Now we check the two possible solution types I and II geometrically. First consider case II. Because $x_3=0$ , any pentagonal face with a 3-edge segment contributed by a copy of $S(1,1,1,2)$ must have those 3 edges matched by a 2-edge segment from another copy of $S(1,1,1,2)$ . The case B embedding of $S(1,1,1,2)$ has two adjacent pentagons, separated by a pendant edge, to which it contributes 3 edge segments, as shown in Figure 12. Because the 2-edge faces of the two pairs of $S(1,1,1,2)$ edges matching these 3-edge segments must be adjacent to the central spines of their $S(1,1,1,2)$ s, there will be a pentagonal face bounded by them in which two of their edges overlap, since two degree 3 vertices of different $S(1,1,1,2)$ s are adjacent in this pentagon.

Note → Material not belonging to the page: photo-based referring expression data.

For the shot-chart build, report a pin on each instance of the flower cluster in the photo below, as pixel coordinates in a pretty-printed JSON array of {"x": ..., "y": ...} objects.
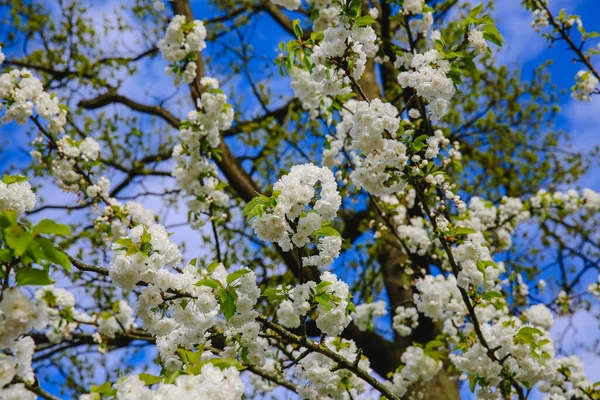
[
  {"x": 585, "y": 85},
  {"x": 20, "y": 91},
  {"x": 16, "y": 196},
  {"x": 287, "y": 222},
  {"x": 341, "y": 54},
  {"x": 142, "y": 256},
  {"x": 417, "y": 366},
  {"x": 17, "y": 364},
  {"x": 528, "y": 351},
  {"x": 179, "y": 46},
  {"x": 331, "y": 296},
  {"x": 478, "y": 41},
  {"x": 413, "y": 6},
  {"x": 430, "y": 81},
  {"x": 18, "y": 315},
  {"x": 365, "y": 313},
  {"x": 320, "y": 379},
  {"x": 345, "y": 49},
  {"x": 211, "y": 383},
  {"x": 200, "y": 136},
  {"x": 116, "y": 218},
  {"x": 477, "y": 267},
  {"x": 59, "y": 307},
  {"x": 373, "y": 128}
]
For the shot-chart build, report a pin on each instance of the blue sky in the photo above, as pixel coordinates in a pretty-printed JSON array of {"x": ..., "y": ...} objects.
[{"x": 524, "y": 49}]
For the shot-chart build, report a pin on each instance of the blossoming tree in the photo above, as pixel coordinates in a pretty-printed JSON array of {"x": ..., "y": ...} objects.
[{"x": 361, "y": 235}]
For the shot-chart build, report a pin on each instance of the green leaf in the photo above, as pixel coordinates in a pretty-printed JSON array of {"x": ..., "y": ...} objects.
[
  {"x": 145, "y": 237},
  {"x": 52, "y": 254},
  {"x": 298, "y": 29},
  {"x": 18, "y": 240},
  {"x": 323, "y": 299},
  {"x": 491, "y": 33},
  {"x": 255, "y": 207},
  {"x": 322, "y": 285},
  {"x": 472, "y": 382},
  {"x": 171, "y": 378},
  {"x": 491, "y": 295},
  {"x": 104, "y": 389},
  {"x": 212, "y": 266},
  {"x": 236, "y": 275},
  {"x": 50, "y": 227},
  {"x": 149, "y": 379},
  {"x": 419, "y": 142},
  {"x": 33, "y": 277},
  {"x": 6, "y": 255},
  {"x": 224, "y": 363},
  {"x": 365, "y": 20},
  {"x": 270, "y": 292},
  {"x": 8, "y": 179},
  {"x": 228, "y": 302},
  {"x": 124, "y": 241},
  {"x": 463, "y": 230},
  {"x": 455, "y": 75},
  {"x": 209, "y": 282},
  {"x": 476, "y": 11},
  {"x": 327, "y": 230}
]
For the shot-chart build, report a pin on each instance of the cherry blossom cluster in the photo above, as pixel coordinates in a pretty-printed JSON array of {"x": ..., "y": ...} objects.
[
  {"x": 339, "y": 57},
  {"x": 200, "y": 136},
  {"x": 182, "y": 41},
  {"x": 373, "y": 129},
  {"x": 16, "y": 196},
  {"x": 319, "y": 379},
  {"x": 344, "y": 44},
  {"x": 429, "y": 79},
  {"x": 290, "y": 222},
  {"x": 585, "y": 85},
  {"x": 332, "y": 298},
  {"x": 478, "y": 41},
  {"x": 211, "y": 383},
  {"x": 20, "y": 92},
  {"x": 417, "y": 366},
  {"x": 17, "y": 364},
  {"x": 142, "y": 255},
  {"x": 117, "y": 218},
  {"x": 365, "y": 313}
]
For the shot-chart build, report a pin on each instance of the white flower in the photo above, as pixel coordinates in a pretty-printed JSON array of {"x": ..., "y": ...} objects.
[
  {"x": 365, "y": 313},
  {"x": 540, "y": 315},
  {"x": 16, "y": 197}
]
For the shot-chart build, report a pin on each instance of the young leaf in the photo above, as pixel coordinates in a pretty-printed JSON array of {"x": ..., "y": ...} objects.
[
  {"x": 365, "y": 20},
  {"x": 8, "y": 179},
  {"x": 463, "y": 230},
  {"x": 52, "y": 254},
  {"x": 236, "y": 275},
  {"x": 33, "y": 277},
  {"x": 149, "y": 379},
  {"x": 208, "y": 282},
  {"x": 228, "y": 302},
  {"x": 51, "y": 228}
]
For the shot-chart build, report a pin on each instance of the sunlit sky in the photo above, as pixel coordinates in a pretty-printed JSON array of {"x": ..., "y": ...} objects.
[{"x": 524, "y": 50}]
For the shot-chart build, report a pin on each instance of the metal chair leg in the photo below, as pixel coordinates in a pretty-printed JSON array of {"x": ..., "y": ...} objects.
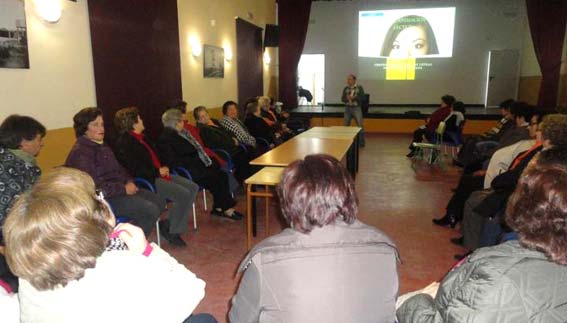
[
  {"x": 194, "y": 218},
  {"x": 158, "y": 234}
]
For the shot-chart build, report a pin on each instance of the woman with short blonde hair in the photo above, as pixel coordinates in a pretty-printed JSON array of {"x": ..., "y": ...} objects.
[{"x": 60, "y": 241}]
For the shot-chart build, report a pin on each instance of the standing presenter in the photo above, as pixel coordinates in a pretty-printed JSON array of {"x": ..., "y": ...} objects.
[{"x": 353, "y": 95}]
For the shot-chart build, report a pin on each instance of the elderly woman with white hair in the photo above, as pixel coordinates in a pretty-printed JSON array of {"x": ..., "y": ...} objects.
[
  {"x": 75, "y": 266},
  {"x": 177, "y": 148}
]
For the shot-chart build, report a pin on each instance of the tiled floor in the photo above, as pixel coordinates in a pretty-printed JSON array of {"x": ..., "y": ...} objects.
[{"x": 392, "y": 197}]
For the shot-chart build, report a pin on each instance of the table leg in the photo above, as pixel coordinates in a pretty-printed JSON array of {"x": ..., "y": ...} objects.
[
  {"x": 249, "y": 216},
  {"x": 267, "y": 211},
  {"x": 356, "y": 152},
  {"x": 351, "y": 160},
  {"x": 254, "y": 216}
]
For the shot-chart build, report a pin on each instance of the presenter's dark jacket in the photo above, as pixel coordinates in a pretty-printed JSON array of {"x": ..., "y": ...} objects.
[
  {"x": 357, "y": 102},
  {"x": 436, "y": 117}
]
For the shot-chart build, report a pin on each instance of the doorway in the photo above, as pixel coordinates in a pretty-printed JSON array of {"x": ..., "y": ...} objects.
[{"x": 311, "y": 74}]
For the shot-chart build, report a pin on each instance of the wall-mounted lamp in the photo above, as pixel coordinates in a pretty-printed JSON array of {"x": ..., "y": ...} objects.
[
  {"x": 49, "y": 10},
  {"x": 227, "y": 54},
  {"x": 196, "y": 49}
]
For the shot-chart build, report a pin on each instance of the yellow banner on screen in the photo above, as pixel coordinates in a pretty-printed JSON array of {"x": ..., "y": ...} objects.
[{"x": 400, "y": 68}]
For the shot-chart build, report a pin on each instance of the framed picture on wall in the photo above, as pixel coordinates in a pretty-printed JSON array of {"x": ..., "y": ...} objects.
[
  {"x": 213, "y": 65},
  {"x": 13, "y": 35}
]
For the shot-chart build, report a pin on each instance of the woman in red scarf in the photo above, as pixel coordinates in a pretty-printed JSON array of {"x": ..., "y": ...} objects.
[{"x": 137, "y": 154}]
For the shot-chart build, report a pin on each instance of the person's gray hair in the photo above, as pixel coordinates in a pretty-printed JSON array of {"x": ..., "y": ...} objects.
[{"x": 171, "y": 117}]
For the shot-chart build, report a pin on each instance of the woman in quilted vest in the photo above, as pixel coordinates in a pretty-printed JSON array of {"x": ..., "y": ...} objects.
[
  {"x": 517, "y": 281},
  {"x": 328, "y": 266}
]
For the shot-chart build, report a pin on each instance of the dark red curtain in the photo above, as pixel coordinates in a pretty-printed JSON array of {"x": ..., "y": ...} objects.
[
  {"x": 136, "y": 58},
  {"x": 249, "y": 59},
  {"x": 293, "y": 19},
  {"x": 547, "y": 20}
]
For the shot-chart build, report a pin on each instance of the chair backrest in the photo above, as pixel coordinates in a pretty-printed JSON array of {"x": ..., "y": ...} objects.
[{"x": 440, "y": 128}]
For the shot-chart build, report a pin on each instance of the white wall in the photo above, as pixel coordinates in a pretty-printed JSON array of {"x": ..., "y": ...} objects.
[
  {"x": 60, "y": 79},
  {"x": 195, "y": 23},
  {"x": 480, "y": 26}
]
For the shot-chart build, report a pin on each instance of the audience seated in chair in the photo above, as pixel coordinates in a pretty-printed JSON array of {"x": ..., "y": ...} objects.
[
  {"x": 271, "y": 118},
  {"x": 258, "y": 126},
  {"x": 91, "y": 155},
  {"x": 216, "y": 137},
  {"x": 182, "y": 106},
  {"x": 238, "y": 129},
  {"x": 138, "y": 155},
  {"x": 522, "y": 113},
  {"x": 177, "y": 148},
  {"x": 485, "y": 206},
  {"x": 428, "y": 130},
  {"x": 21, "y": 139},
  {"x": 454, "y": 123},
  {"x": 470, "y": 183},
  {"x": 74, "y": 266},
  {"x": 232, "y": 124},
  {"x": 328, "y": 266},
  {"x": 517, "y": 281},
  {"x": 468, "y": 151}
]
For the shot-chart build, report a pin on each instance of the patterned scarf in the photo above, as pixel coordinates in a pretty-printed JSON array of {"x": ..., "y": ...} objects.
[
  {"x": 155, "y": 159},
  {"x": 202, "y": 155}
]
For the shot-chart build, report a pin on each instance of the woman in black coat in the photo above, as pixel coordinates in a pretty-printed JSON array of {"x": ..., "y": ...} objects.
[
  {"x": 177, "y": 148},
  {"x": 215, "y": 137},
  {"x": 137, "y": 154}
]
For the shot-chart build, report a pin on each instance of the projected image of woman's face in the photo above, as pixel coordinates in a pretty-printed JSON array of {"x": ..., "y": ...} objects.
[{"x": 410, "y": 42}]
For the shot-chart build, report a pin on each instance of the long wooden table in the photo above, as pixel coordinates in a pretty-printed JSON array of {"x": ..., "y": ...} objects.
[
  {"x": 340, "y": 142},
  {"x": 339, "y": 133},
  {"x": 298, "y": 148}
]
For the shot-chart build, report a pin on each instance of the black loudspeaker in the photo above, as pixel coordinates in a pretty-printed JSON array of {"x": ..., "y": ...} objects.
[{"x": 272, "y": 36}]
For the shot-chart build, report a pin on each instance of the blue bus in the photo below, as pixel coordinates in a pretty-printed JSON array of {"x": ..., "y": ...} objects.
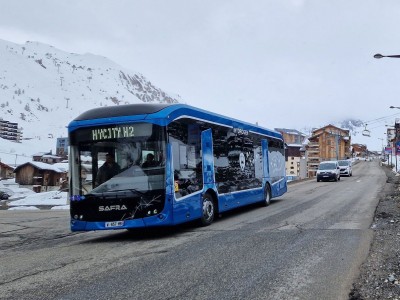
[{"x": 202, "y": 164}]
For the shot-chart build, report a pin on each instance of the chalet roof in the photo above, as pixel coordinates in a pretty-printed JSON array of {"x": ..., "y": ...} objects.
[
  {"x": 41, "y": 166},
  {"x": 5, "y": 166},
  {"x": 330, "y": 125},
  {"x": 290, "y": 131}
]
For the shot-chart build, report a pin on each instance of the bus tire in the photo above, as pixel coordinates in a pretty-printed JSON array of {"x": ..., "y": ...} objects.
[
  {"x": 267, "y": 196},
  {"x": 208, "y": 210}
]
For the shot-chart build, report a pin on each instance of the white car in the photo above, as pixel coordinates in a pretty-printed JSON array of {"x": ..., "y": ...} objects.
[
  {"x": 345, "y": 167},
  {"x": 328, "y": 170}
]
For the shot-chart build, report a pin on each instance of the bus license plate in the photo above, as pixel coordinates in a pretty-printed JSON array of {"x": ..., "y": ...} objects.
[{"x": 114, "y": 224}]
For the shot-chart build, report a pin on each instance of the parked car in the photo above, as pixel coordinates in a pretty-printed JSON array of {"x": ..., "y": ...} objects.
[
  {"x": 328, "y": 170},
  {"x": 345, "y": 167},
  {"x": 4, "y": 195}
]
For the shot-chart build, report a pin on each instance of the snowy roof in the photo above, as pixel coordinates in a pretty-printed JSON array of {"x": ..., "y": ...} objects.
[{"x": 290, "y": 131}]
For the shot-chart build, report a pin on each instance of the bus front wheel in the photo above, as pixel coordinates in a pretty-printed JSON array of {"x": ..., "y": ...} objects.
[
  {"x": 267, "y": 196},
  {"x": 208, "y": 210}
]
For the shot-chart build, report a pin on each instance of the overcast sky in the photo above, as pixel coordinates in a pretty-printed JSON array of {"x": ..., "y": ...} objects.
[{"x": 281, "y": 63}]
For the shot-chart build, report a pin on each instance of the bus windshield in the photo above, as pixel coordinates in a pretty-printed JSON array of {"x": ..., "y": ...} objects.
[{"x": 109, "y": 160}]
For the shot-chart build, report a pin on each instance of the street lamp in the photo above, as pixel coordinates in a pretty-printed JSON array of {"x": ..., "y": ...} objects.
[{"x": 378, "y": 56}]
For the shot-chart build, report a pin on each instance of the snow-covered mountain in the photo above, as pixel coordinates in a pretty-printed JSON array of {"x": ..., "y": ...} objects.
[{"x": 43, "y": 88}]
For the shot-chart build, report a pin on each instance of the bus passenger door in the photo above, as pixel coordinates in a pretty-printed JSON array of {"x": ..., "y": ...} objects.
[
  {"x": 208, "y": 159},
  {"x": 266, "y": 176}
]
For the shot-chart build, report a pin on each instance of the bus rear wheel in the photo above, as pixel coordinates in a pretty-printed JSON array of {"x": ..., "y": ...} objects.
[
  {"x": 208, "y": 210},
  {"x": 267, "y": 196}
]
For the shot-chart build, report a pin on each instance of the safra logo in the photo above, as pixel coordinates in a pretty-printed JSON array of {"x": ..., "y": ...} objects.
[
  {"x": 242, "y": 161},
  {"x": 112, "y": 207}
]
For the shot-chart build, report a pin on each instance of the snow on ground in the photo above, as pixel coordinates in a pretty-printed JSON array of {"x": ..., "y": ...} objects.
[{"x": 24, "y": 198}]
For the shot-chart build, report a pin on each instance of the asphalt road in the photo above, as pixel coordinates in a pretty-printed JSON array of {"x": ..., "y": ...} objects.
[{"x": 308, "y": 244}]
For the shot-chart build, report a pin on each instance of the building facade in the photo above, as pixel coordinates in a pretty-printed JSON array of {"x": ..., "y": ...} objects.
[
  {"x": 294, "y": 140},
  {"x": 327, "y": 143}
]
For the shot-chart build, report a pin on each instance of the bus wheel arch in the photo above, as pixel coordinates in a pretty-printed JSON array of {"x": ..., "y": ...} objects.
[
  {"x": 209, "y": 208},
  {"x": 267, "y": 195}
]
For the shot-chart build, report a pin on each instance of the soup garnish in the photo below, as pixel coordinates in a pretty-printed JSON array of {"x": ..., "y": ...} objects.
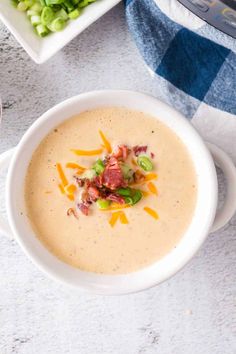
[{"x": 112, "y": 183}]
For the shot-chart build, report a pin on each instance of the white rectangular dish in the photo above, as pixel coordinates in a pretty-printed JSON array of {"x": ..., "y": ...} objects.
[{"x": 41, "y": 49}]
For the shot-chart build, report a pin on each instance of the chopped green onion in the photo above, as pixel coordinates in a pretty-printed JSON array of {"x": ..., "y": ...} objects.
[
  {"x": 84, "y": 3},
  {"x": 53, "y": 2},
  {"x": 54, "y": 14},
  {"x": 42, "y": 30},
  {"x": 36, "y": 7},
  {"x": 14, "y": 3},
  {"x": 124, "y": 191},
  {"x": 145, "y": 163},
  {"x": 137, "y": 195},
  {"x": 103, "y": 203},
  {"x": 99, "y": 167},
  {"x": 57, "y": 25},
  {"x": 47, "y": 16},
  {"x": 62, "y": 14},
  {"x": 69, "y": 5},
  {"x": 30, "y": 13},
  {"x": 35, "y": 20},
  {"x": 29, "y": 3},
  {"x": 74, "y": 14},
  {"x": 22, "y": 6}
]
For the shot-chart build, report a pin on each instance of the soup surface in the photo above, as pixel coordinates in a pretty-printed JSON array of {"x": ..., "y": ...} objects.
[{"x": 89, "y": 242}]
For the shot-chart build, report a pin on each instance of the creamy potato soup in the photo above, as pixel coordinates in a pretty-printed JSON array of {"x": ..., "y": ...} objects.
[{"x": 110, "y": 191}]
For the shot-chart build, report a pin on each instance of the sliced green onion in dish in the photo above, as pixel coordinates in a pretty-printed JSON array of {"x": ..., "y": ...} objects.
[
  {"x": 35, "y": 20},
  {"x": 145, "y": 163},
  {"x": 57, "y": 25},
  {"x": 22, "y": 6},
  {"x": 53, "y": 14},
  {"x": 103, "y": 203},
  {"x": 30, "y": 13},
  {"x": 42, "y": 30},
  {"x": 85, "y": 3},
  {"x": 47, "y": 16},
  {"x": 30, "y": 3}
]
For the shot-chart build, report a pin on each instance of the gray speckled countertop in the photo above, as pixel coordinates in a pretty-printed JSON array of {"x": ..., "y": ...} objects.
[{"x": 192, "y": 313}]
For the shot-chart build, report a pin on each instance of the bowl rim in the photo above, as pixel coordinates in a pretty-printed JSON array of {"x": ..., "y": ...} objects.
[{"x": 107, "y": 284}]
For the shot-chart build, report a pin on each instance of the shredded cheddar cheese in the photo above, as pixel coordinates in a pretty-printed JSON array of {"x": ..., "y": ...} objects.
[
  {"x": 61, "y": 175},
  {"x": 106, "y": 143},
  {"x": 75, "y": 166},
  {"x": 150, "y": 176},
  {"x": 87, "y": 152}
]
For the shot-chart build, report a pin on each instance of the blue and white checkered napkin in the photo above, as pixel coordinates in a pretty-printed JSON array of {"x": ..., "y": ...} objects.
[{"x": 194, "y": 64}]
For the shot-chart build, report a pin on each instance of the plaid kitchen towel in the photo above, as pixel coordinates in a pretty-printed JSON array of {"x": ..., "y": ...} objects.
[{"x": 193, "y": 63}]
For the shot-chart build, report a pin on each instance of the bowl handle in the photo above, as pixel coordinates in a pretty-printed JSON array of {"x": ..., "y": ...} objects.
[
  {"x": 5, "y": 159},
  {"x": 224, "y": 162}
]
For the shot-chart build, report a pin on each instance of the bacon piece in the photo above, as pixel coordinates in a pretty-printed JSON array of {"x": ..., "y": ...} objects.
[
  {"x": 115, "y": 198},
  {"x": 112, "y": 176},
  {"x": 71, "y": 211},
  {"x": 93, "y": 193},
  {"x": 84, "y": 208},
  {"x": 97, "y": 181},
  {"x": 121, "y": 152},
  {"x": 138, "y": 176},
  {"x": 139, "y": 149},
  {"x": 80, "y": 181}
]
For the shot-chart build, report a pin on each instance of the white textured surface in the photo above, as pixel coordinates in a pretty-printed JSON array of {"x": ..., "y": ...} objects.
[{"x": 192, "y": 313}]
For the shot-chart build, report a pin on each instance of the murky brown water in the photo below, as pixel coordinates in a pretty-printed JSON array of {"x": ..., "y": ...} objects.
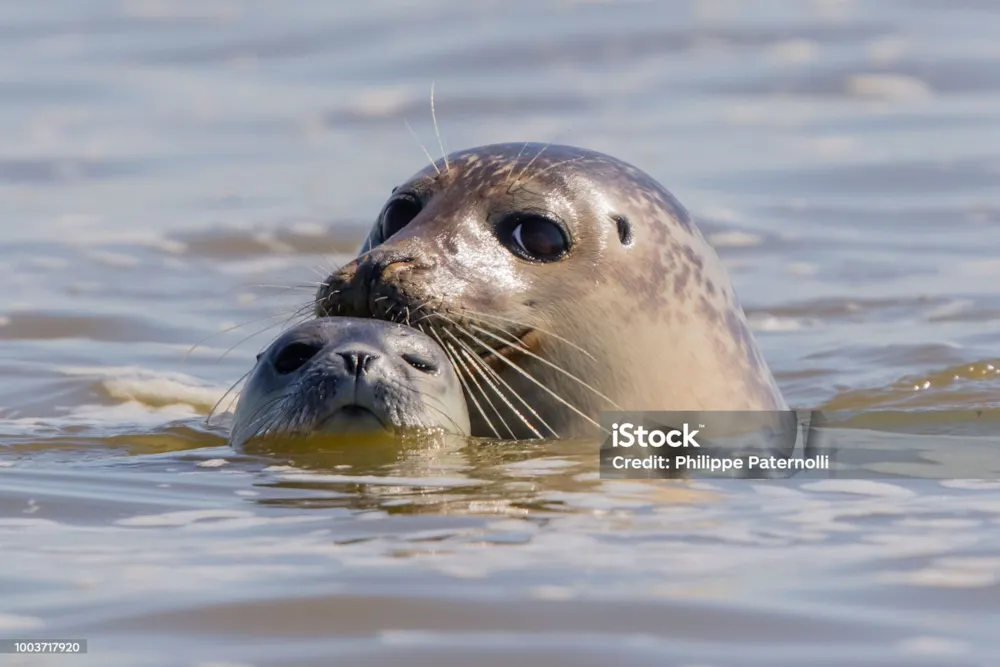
[{"x": 163, "y": 163}]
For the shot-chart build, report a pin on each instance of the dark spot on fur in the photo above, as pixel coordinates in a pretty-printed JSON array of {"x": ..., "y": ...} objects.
[
  {"x": 680, "y": 282},
  {"x": 693, "y": 257},
  {"x": 625, "y": 234}
]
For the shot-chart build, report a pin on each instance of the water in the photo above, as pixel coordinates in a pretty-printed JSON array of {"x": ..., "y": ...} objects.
[{"x": 161, "y": 163}]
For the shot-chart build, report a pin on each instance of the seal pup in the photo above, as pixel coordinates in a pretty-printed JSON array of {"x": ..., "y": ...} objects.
[
  {"x": 346, "y": 375},
  {"x": 561, "y": 282}
]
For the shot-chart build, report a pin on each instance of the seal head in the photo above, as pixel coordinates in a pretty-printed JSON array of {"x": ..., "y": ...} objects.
[
  {"x": 346, "y": 375},
  {"x": 561, "y": 282}
]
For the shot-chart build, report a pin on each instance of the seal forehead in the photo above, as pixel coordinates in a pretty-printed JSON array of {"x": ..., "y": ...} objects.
[{"x": 508, "y": 166}]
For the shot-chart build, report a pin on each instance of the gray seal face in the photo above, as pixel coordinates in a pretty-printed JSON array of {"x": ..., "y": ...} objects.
[
  {"x": 347, "y": 375},
  {"x": 562, "y": 282}
]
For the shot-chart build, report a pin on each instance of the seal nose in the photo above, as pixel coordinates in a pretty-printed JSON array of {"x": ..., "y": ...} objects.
[{"x": 357, "y": 361}]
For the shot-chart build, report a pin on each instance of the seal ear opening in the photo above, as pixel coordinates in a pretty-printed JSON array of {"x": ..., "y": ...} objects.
[{"x": 625, "y": 234}]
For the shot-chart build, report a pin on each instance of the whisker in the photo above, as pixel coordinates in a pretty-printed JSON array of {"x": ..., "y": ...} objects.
[
  {"x": 526, "y": 168},
  {"x": 513, "y": 164},
  {"x": 553, "y": 166},
  {"x": 422, "y": 147},
  {"x": 458, "y": 372},
  {"x": 482, "y": 392},
  {"x": 437, "y": 130},
  {"x": 534, "y": 380},
  {"x": 525, "y": 350},
  {"x": 539, "y": 329},
  {"x": 487, "y": 371}
]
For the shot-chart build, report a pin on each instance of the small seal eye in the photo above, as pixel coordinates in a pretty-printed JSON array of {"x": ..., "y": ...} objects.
[
  {"x": 398, "y": 213},
  {"x": 420, "y": 363},
  {"x": 536, "y": 238},
  {"x": 294, "y": 356}
]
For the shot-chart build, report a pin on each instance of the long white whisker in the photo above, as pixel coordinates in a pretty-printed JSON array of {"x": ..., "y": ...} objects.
[
  {"x": 527, "y": 167},
  {"x": 534, "y": 380},
  {"x": 465, "y": 385},
  {"x": 482, "y": 366},
  {"x": 422, "y": 147},
  {"x": 437, "y": 130},
  {"x": 539, "y": 329},
  {"x": 525, "y": 350}
]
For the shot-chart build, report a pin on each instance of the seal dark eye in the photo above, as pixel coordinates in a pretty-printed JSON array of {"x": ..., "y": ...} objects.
[
  {"x": 536, "y": 238},
  {"x": 420, "y": 363},
  {"x": 294, "y": 356},
  {"x": 398, "y": 213}
]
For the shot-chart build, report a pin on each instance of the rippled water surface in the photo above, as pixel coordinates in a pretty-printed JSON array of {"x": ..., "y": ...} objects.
[{"x": 170, "y": 170}]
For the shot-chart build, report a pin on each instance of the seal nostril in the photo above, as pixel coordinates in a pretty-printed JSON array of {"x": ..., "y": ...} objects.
[
  {"x": 357, "y": 362},
  {"x": 624, "y": 229},
  {"x": 294, "y": 356}
]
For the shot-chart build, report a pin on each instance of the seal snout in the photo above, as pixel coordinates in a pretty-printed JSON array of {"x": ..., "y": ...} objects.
[
  {"x": 378, "y": 284},
  {"x": 357, "y": 362}
]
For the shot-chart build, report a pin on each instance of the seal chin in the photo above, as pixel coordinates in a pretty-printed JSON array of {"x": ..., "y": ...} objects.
[{"x": 353, "y": 419}]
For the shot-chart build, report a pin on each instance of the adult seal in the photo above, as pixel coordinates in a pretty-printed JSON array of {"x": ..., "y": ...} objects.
[
  {"x": 347, "y": 375},
  {"x": 561, "y": 282}
]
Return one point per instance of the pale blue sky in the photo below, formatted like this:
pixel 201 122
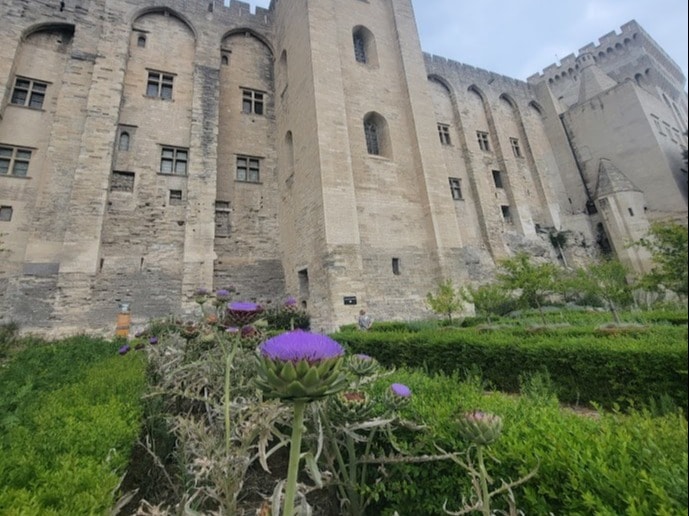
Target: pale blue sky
pixel 522 37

Therefore solution II is not possible.

In solution I, there are $5-a=2$ type B embeddings of $S(1,1,1,2)\mathrm{s}$ , but $x_3=1$ . So one of the type B $S(1,1,1,2)\mathrm{s}$ again has two adjacent pentagonal faces to which it contributes 3-edge segments that must be matched by 2-edge segments of two additional $S(1,1,1,2)\mathrm{s}$ , which again produces a contradiction. So solution I is also not possible, and there are no decompositions of the dodecahedron by five $S(1,1,1,2)\mathrm{s}$ . Figure 12: Case B for $S(1,1,1,2)$

Therefore $S(1,2,3)$ is the largest graph that decomposes all five Platonic solids. Further work on this problem might articulate which trees decompose which Archimedean solids or other groups of polyhedra, and explore the symmetries of these decompositions and how they relate to planar tilings.